Thursday, February 20, 2014

MESSAGE


MESSAGE TO OUR READERS.

     March 11, 1887 was the LAST publication date going forward of the Cortland News available at our resource link. We could see it coming when we posted the hanging of Mrs. Druse. We thought we were near the end of our rope too. Starting with the great fires in Cortland, the heroic actions of the volunteer fire department, and the establishment of a private water company, we reproduced articles found in the Cortland News first published from the spring of 1884 to the spring of 1887. We overlooked the years 1881 to 1883, and this period of time may be our next target of interest.  

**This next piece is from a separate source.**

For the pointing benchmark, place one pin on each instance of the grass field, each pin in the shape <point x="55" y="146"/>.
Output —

     Clayton H. Buell was editor and publisher of the Cortland News until January 1882, when he sold to Frank G. Kinney, a newspaper publisher with a solid reputation. It was Frank G. Kinney who first published the Standard on June 29, 1867. Kinney sold his interest in the Standard to Wesley Hooker on May 1, 1872. Wesley Hooker sold to William Clark in April 1876. Kinney and Buell were contentious Republicans who took shots at Democrats, Republicans and those who stood in between. 
     The staff at the Cortland Contrarian assumes the water contract was accepted by Village of Cortland voters in March 1887. We are looking for the decision of the libel suit against publisher Strowbridge of the Cortland News. When we find it, we will post it.

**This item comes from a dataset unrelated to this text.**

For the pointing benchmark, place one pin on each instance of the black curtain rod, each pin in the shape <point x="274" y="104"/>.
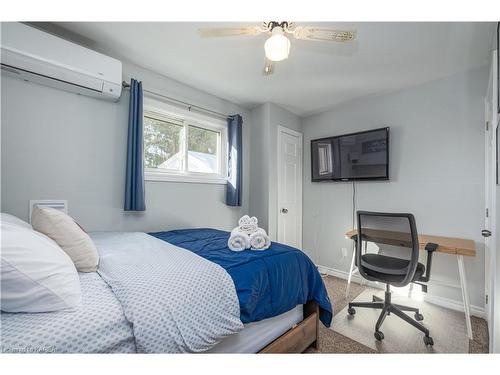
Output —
<point x="177" y="101"/>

     The posting of these old newspaper items has been an act of discovery for our staff and readers. There were nights when the Cortland Contrarian editor’s phone rang after 11 p. m., and an excited contributor working on this project would disclose the latest finding. Some of the information we posted was known only to genealogy researchers, historians and librarians.
     During the posting of these articles the number of hits to our website more than doubled. We are registered with Google Search, so hits came from Canada, England, Netherlands, Germany, China, India and other countries. Some of these hits were accidental, some intentional--so we presume. The majority of hits came from the United States. Our blog statistics demonstrate a high count for local and regional history postings, and for the occasional tall-tales such as Skunked and Three-legged Mouse. Many posts were read a second or third time by a single unknown reader.
     The newspaper articles we posted were past copyright protection, and our staff copied and reproduced them. We maintained a high degree of accuracy in the process. Occasionally we allowed the letter t as an unwanted substitute for the letter f but that was a flaw in optical character recognition software and subsequent editor blindness. Unlike the New York Times, we don’t claim copyright for our work reproducing archived news no longer under copyright. We did the work as a public service. The newspaper articles that were past copyright protection and reproduced in the pages of our blog may be copied and reproduced by others. We encourage historical societies and researchers to make use of them. 
     We wish to thank especially Mr. Tom Tryniski of Fulton, N. Y. His exceptional website (www.fultonhistory.com) provides the public with free access to digital archives of thousands of old newspapers. He stipulates non-commercial use. If you are a researcher and you use his website, please consider a donation to Tom so that he can keep and expand his digital archives.